Les fonctions automatisées ainsi que le mode de visualisation des appareils mobiles ont des effets incitatifs sur leur utilisateur, y compris dans le cadre d'un programme sportif.

Les PDA et systèmes mobiles assimilés peuvent se révéler un stimulant psychologique décisif pour la pratique d'une activité sportive. Une assertion étonnante au premier abord mais qui trouve son origine dans une étude réalisée par des chercheurs de l'école de médecine de Stanford. Ces appareils s'avèreraient ainsi être aussi incitatifs que tout accompagnement par un professeur de sport exhortant à pratiquer régulièrement. A condition qu'ils soient programmés pour émettre des messages spécifiques régulièrement. "De tel dispositifs peuvent être l'une des façons de fournir l'aide et le soutien nécessaire à un individu, de manière pratique et en temps réel", indique Abby King, professeur à Stanford.

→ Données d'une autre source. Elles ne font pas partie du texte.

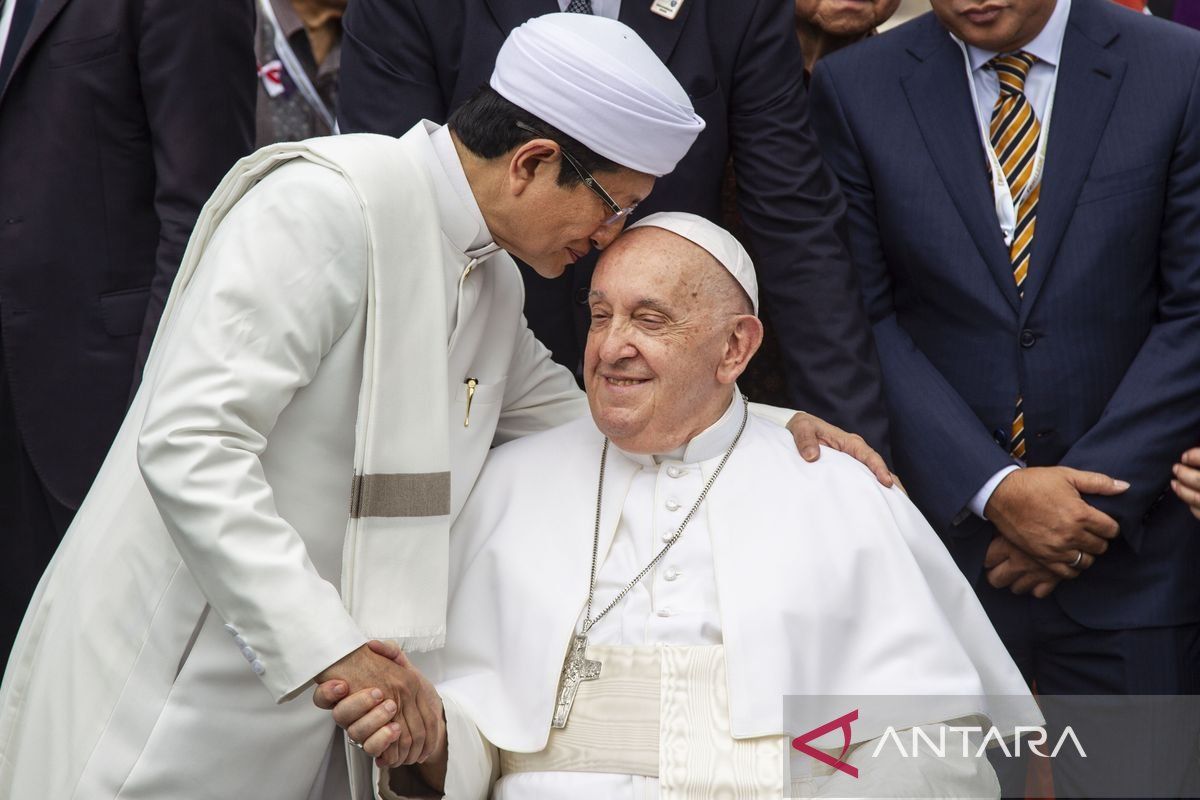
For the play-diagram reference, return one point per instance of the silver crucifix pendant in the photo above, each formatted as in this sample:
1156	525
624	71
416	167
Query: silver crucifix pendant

Expérimentation comparative
Pour aboutir à cette conclusion, les chercheurs américains ont expérimenté une méthode sportive sur une quarantaine de personnes à fins de comparaison. La moitié des participants ont ainsi été équipés de PDA Dell Axim X5 programmés pour interpeller leur porteur par une série de questions, ce deux fois par jour. Exemple : Où êtes-vous maintenant ? Avec qui ? Quelles difficultés avez-vous rencontré dans vos activités sportives du jour ? Un système d'alarme sonore répétitif était activé en cas de non réponse des utilisateurs. Le second groupe de participants disposait quant à lui de dépliants papier pour tout support de suivi. Résultat : à l'issue de huit semaines de programme, les sujets dotés de PDA auraient pratiqué en moyenne cinq heures de sport par semaine, soit environ deux fois plus que leurs homologues non équipés.
Un suivi d'intérêt
A l'inverse de l'effet attendu - que ce type de signal persistant puisse être perçu comme un élément de contrainte – les participants se sont prêtés au jeu. La moitié des sujets dotés d'appareil mobile auraient répondu au plus tard au bout du quatrième bip sonore. Une expérience réalisée sur des personnes souhaitant changer leur condition physique et dont la maîtrise des systèmes mobiles est limitée. La plupart n'avait jamais utilisé de PDA. Un détail qui aurait pu en décourager plus d'un, mais qui ne s'est pas produit, explique Abby King. C'est la possibilité d'assurer le suivi de son programme sur un mode visuel allié à la régularité des retours sur leur progression qui aurait incité ces derniers à s'investir plus. L'expérience démontre ainsi l'efficacité potentielle de ce type de services dispensés via des systèmes mobiles. Une méthode qui pourrait également s'appliquer à la diététique.